Diğer bir ifade ile 2000 yılı öncesi emeklilere yapılan intibak iyileştirmesinden doğan ek maliyetin giderilmesi için 2034 yılına kadar 25 milyar TL ilave ödeme söz konusudur.

2013 yılı dolar kuruyla hesaplandığında intibak maliyeti 14 milyar doları aşmaktadır.

Peki 2000 yılı sonrası intibak elzem mi

Bu maliyetin üzerinden hükûmet kalkabilir mi

YENİ İNTİBAK ELZEM!

2000 yılı öncesi için, 2013 yılında yürürlüğe konan intibak düzenlemesinden sonra belirtilen tarihten sonra emekli olanlar için de intibak gündeme getirilmiştir. Aradan geçen 11 sene zarfında intibak talepleri sürekli ertelenmiştir.

Bu süre zarfında intibak yapılmayan bazı emekliler konuyu mahkemeye taşımıştır. Ancak bir netice alınamamıştır.

Buna rağmen 2000 yılı sonrası emeklilerin intibak talepleri hiçbir zaman dinmemiştir.

Keza özellikle 2018 yılından sonra aynı süreyle ve eşit kazanç seviyesinde maaşla çalışanlara eşit emekli aylığının verilmesi veya uzun süreli çalışıp yüksek prim ödeyene daha yüksek maaş ödenmesi şeklinde olması gereken maaş bağlama ve güncelleme sistemi âdeta infilak etmiştir.

Bu duruma gelinmesinde özellikle en düşük emekli maaşlarına hiçbir matematiksel-aktüeryal külfet-nimet dengesi gözetilmeden yapılan müdahaleler büyük tahribatlara neden olmuştur.

2019Ocak ayında yapılan düzenleme ile ödenmekte olan aylık tutarının 1.000 TL'ye 2020Nisan döneminde 1.500 TL'ye, 2022Ocak döneminde 2.500 TL'ye, 2022Temmuz döneminde 3.500 TL'ye, 2023Ocak döneminde 5.500 TL'ye, 2023Nisan döneminde 7.500 TL'ye, 2024Ocak döneminde 10.000 TL'ye ve en son temmuz ayında 12.500 TL'ye yükseltilmiştir.

Buradaki temel sorun en düşük maaşların artırılması değildir. Prim ödeme süresi ve ödenen primlerin miktarı dikkate alınmadan eşitleme yapılmasıdır. Örneğin asgari ücret üzerinden sadece 3600 gün primle emekli olan bir SSK'lı ile 9000 gün hatta daha fazla prim ödeyen Bağ-Kur'lu esnaf aynı taban maaş olan 12.500 TL almaktadır. Bu durumda sistemde uzun süre kalmanın anlamı kalmamaktadır.

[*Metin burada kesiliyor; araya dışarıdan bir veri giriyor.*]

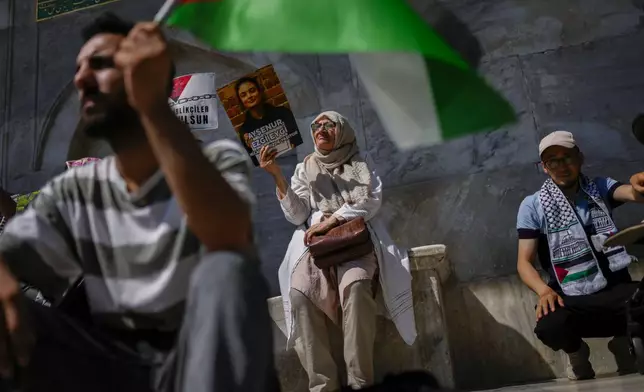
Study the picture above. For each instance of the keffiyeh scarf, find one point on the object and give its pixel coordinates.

Ayrıca son 5 yılda sadece düşük maaşlılar yüksek artışlarla ödüllendirilirken, uzun yıllar çalışmış yüksek ücretler üzerinden SGK'ya prim ödemiş olanlara aynı oranda güncelleme yapılmaması da sistemde uzun süre kalmayı anlamsızlaştırmakta ve kayıtlı kayıt dışılığa neden olmaktadır.